I had an email from a local woman two days ago. She said her dad sent her some unfinished quilts and she’d heard from Andi at Jelly Bean Quilts that I was the one to talk to about them. Thanks, Andi! I love to see old quilts and quilt tops, and these were a treasure.
She had two nearly identical tops with alphabet blocks embroidered and appliqued. This top is finished except for the last block on the bottom right which seems like it should be XYZ. I’ve seen quilts made from this pattern before but don’t have a quilt or the pattern in my collection.
The second top has a few problems with its border and sashing strips, but luckily, she has extra fabric and I think she will be able to fix it. She believes her grandmother started these quilts and that her mom worked on them at some point. She wondered what I could tell her about them.
I was pretty sure that it was a serial quilt.
A serial quilt was a series of blocks that were published, one at a time, in the newspaper.
Women would clip them out, collect them all and make a quilt.
This was a great promotion for the papers.
No woman wanted to miss a block!
The Kansas City Star was famous for serial quilt patterns. But I didn’t think this was a Kansas City Star Design.
The blocks are certainly charming, though, and the stitchery and applique are nicely done.
I’m not even going to mention there was orange!
After Cheri left, I did a little web search and learned that this was a Florence LeGanke design. She designed under the name Nancy Page, and her patterns ran under the name “The Nancy Page Quilt Club.”
It turns out the last block wasn’t XYZ, but YOU. Nancy suggested you personalize the quilt for whomever you were making it for. Seems odd to me! Perhaps she offered some other options.

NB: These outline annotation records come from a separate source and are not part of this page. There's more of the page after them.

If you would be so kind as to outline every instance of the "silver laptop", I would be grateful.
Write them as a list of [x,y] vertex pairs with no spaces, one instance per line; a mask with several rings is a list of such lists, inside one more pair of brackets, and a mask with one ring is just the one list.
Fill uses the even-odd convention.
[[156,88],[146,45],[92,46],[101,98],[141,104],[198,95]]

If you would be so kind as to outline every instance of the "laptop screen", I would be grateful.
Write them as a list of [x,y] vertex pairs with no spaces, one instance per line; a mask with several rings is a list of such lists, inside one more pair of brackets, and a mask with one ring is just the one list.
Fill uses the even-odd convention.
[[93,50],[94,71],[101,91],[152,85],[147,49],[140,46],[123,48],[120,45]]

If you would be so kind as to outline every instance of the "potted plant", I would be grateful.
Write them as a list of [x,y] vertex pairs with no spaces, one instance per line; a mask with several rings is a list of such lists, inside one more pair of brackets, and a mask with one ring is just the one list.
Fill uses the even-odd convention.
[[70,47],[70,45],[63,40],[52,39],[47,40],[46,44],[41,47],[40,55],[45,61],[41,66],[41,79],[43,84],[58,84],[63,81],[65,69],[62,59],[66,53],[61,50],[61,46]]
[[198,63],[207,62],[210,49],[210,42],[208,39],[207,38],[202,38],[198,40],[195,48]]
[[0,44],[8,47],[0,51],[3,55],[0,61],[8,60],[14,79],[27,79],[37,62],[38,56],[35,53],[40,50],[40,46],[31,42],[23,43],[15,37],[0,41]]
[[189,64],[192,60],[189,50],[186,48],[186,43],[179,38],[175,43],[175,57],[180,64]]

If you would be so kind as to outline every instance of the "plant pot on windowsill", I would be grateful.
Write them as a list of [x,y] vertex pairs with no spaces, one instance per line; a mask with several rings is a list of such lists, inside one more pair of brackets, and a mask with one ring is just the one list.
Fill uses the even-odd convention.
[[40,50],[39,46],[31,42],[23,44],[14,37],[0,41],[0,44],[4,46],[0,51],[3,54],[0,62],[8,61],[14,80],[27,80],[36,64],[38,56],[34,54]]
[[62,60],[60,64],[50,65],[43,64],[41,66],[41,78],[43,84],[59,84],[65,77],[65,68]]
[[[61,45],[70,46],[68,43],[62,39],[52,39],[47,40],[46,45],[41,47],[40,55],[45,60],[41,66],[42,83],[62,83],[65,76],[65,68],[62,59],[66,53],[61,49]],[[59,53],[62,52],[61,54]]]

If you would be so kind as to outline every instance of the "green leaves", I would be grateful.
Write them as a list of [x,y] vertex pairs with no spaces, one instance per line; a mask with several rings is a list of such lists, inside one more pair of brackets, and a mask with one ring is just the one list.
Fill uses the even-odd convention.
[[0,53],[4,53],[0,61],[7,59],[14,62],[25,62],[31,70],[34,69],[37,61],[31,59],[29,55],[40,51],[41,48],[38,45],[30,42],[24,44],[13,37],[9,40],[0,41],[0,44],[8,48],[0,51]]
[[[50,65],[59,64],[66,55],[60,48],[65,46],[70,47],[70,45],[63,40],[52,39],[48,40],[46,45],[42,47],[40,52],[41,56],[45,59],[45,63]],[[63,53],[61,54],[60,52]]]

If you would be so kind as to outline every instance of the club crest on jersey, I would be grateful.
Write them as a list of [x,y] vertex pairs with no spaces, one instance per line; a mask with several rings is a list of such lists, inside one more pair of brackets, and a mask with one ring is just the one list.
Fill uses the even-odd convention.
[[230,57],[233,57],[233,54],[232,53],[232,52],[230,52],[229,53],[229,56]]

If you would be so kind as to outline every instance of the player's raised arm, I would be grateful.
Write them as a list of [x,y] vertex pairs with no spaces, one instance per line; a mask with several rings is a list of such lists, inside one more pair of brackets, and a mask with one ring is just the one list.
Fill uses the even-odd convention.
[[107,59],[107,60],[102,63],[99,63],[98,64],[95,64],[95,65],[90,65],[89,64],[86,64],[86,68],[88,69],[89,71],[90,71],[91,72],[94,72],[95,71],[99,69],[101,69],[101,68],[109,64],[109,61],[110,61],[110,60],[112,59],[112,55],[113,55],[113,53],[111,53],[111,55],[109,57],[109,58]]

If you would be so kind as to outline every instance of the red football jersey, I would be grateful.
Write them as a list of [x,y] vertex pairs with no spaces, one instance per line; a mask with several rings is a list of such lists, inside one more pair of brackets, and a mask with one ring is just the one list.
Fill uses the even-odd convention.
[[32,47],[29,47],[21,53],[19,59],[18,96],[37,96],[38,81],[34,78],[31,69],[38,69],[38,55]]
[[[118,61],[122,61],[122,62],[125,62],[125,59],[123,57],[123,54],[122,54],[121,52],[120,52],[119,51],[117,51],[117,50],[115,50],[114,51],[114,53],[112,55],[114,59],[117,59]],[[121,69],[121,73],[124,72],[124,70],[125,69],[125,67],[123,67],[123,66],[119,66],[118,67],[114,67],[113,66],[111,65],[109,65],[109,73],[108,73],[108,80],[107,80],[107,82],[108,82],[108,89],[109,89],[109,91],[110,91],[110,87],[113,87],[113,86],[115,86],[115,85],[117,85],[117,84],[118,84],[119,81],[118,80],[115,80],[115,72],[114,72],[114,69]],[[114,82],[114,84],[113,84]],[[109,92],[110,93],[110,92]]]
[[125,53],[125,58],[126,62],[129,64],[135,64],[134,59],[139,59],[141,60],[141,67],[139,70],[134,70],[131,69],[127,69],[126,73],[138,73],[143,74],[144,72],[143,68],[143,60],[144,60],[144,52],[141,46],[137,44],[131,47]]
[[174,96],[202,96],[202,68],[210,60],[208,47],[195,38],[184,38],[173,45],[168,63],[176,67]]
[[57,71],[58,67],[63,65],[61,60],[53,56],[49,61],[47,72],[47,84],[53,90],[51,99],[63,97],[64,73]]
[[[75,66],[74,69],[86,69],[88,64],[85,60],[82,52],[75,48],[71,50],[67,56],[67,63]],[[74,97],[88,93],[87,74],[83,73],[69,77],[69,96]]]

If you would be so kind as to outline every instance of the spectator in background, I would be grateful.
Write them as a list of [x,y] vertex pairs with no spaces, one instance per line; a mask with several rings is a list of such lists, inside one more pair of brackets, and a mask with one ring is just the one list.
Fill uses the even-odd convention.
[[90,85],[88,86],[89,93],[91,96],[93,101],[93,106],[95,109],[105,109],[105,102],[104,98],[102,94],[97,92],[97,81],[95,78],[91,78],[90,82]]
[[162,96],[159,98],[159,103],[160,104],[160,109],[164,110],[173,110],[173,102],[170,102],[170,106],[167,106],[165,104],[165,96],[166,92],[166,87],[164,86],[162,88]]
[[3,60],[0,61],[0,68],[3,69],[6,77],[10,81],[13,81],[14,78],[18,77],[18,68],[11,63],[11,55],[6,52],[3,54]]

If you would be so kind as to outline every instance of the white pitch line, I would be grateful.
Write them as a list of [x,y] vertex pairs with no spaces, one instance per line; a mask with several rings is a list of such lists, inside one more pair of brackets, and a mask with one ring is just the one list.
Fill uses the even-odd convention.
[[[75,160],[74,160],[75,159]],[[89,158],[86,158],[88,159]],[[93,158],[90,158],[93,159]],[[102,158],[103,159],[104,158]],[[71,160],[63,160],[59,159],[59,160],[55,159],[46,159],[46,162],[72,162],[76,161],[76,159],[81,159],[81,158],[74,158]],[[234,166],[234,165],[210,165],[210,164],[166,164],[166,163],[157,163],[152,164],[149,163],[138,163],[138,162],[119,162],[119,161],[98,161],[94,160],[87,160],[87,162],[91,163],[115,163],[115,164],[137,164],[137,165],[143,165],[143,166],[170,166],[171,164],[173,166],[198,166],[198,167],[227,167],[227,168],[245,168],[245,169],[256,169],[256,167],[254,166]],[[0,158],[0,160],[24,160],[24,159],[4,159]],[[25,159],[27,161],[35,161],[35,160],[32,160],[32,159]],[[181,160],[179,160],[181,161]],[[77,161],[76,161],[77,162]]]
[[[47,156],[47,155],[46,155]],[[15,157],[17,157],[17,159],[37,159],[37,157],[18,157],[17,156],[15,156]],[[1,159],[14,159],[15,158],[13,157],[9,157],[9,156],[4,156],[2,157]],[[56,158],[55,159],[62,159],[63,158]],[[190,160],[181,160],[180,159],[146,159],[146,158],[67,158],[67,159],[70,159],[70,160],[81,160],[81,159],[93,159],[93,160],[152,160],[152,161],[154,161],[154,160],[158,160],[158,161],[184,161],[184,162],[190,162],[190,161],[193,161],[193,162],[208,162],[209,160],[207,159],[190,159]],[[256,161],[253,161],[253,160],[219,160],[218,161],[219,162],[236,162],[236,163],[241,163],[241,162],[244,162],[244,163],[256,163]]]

I did find some photos on the net of other vintage ABC quilts. This one was finished with XYZ.
And here’s a combination of the You and XYZ. I think I like this best. This is actually a preprinted fabric available from Grandma’s Attic.
I thought I’d share a couple other photos I found. I like the alternate setting blocks used in this one.
The quilting in the setting blocks is simple yet effective.
It looks like these letters were chain or stem stitched rather than satin stitched.
Here’s a pretty yellow version.
I think the crosshatching on it is perfect!
But this quilter had the most unique setting. She made her own ‘X’ and ‘Z’ designs, and used the original YOU as well.
And she personalized it, too. How clever!